Wednesday, May 11, 2016


Recently I responded to an online profile of a guy who wanted someone who, among other things, loved to laugh. That amused me. Reminded me of old cliché personal ads that invariably sought a person who liked long walks by the beach. Shouldn’t a profile narrow things down a bit? You know,…be personal. Who doesn’t love to laugh? (The guy never replied to my message. I’ll have to laugh it off.)

I’ve heard it stated many times that everybody thinks he’s funny when few are. But, if it’s not all-out, bust-your-gut-and-snort guffaws, can’t we all reach some sort of light-heartedness at-will?

I ask this because it’s rare that I feel funny on any of my innumerable first coffee dates. And the other guy isn’t humorous either. These meet-and-greets have become too serious. Not gloomy like a funeral, but smile-free. I’m not sure if the last three guys I met even had teeth. (It’s coffee, remember? I just assumed that skipping scones was about watching one’s weight.)

We sit and talk politely. He’s nice, I’m nice. Everything is perfectly pleasant. I think back to the city planner I went out with a few times in December. We dug into some heady issues and found ourselves agreeing on most but the conversation was an exercise in academia. We’d both had far too many years of schooling. We’d excelled in that realm. He’d even been a professor. I recall his talking points feeling like they’d been extracted from a lecture. I was supposed to admire them as sage nuggets from a smartypants. I should not have been surprised when, after the third date, he said he felt no spark. I didn’t either. The difference was that I hadn’t ruled it out. I didn’t think we’d let down our guard yet.

And last month I got another “no spark” assessment. We’d been so chatty. But, again, the conversation had all been in a safe zone. So much talk about topics related to work and workouts. Comfortable. Pleasant. Nothing more.

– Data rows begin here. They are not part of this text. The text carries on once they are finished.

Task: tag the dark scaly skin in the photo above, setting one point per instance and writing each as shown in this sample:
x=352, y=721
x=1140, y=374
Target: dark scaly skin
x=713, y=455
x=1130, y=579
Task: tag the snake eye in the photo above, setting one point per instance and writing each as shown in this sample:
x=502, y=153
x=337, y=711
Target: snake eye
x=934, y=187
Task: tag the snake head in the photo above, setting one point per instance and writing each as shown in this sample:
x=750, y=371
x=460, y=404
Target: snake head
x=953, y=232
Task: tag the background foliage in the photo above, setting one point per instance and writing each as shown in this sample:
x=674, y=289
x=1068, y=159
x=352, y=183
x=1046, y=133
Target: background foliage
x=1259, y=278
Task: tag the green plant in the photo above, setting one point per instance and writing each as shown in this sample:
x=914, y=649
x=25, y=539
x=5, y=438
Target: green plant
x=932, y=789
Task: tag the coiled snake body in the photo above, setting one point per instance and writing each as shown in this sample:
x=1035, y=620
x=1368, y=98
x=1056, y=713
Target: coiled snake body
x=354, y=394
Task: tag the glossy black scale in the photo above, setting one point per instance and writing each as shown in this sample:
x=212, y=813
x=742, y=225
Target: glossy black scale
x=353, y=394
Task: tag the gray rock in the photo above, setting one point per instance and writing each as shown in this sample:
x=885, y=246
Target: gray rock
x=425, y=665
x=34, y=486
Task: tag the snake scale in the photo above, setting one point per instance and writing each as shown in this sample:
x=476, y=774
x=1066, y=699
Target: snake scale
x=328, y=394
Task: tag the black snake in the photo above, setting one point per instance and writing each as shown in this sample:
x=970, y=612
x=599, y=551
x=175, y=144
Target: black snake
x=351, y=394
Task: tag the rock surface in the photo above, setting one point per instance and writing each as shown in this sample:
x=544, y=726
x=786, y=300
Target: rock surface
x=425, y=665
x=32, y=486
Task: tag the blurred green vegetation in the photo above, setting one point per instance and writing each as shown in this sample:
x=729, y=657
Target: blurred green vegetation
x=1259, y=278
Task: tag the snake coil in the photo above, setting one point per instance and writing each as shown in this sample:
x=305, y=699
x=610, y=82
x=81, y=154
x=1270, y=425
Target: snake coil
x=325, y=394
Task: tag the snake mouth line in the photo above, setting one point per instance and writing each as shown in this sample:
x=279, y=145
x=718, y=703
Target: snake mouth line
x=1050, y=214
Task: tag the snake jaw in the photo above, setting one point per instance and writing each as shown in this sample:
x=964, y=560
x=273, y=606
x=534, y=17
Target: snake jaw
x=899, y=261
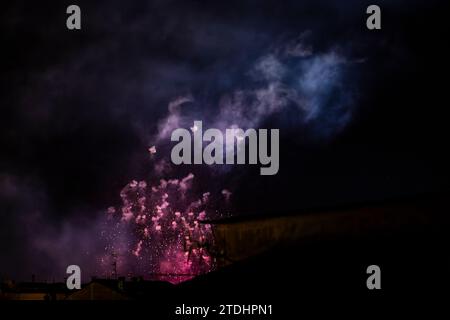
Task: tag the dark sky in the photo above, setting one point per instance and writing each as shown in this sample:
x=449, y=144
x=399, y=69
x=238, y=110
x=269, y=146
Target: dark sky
x=78, y=109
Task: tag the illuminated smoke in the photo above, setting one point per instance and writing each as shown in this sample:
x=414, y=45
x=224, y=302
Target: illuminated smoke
x=158, y=231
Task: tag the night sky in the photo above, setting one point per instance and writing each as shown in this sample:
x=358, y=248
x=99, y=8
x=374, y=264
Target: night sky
x=363, y=115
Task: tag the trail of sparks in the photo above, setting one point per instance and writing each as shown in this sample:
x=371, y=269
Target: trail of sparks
x=158, y=232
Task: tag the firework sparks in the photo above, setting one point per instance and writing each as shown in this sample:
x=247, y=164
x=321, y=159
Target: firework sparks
x=157, y=231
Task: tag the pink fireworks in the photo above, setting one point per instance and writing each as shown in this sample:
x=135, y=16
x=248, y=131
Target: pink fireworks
x=158, y=232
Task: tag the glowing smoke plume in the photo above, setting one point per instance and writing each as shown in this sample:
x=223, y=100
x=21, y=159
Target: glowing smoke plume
x=158, y=231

In both situations, I am certain that neither of us laughed even once. After forty (and, yes, even more so after fifty), people who’ve found themselves single once more have experienced a fair share of rejections. (Maybe even an excess of it!) We’re seasoned enough to no longer have first date jitters. For example, I no longer worry about a layer of sweat oozing its way down my forehead and spreading from my armpits. I don’t even think of slipping a towel in my backpack.

But these dates have become routine. Not rehearsed, but the topics rarely stray from the familiar. How do sparks arise when we play it safe? We’re reserved. Too guarded. No wild swings and misses, but no home runs either. So we come off as swell. That’s not what anyone is looking for.

Ooh, I met this guy and he’s swell! He could be The One.

No wonder someone would put “likes to laugh” in a dating profile. We may all like it, but humor is risky. I’m not talking about unpacking an offensive joke. Witticisms, sarcasm and bemusements can miss the mark when we’re unfamiliar with the teller’s tone and nature. The humor can fall flat. So we don’t go there.

I’m not sure how to break what has become a bad habit. Yes, being pleasant is a bad habit when dating. I should save that for the lady at the bakery who has the power to give me the corner cinnamon bun, the one that is stickier and slightly bigger than all the others. That’s when pleasantness pays! I’ve got to figure out how to infuse some light-heartedness, maybe even some playfulness on that next first coffee. It could fail. It could repel. But there is no gaining ground staying in The Safe Zone. If I fail, I can laugh at myself the whole way home. Laughter for one is better than reservations from two.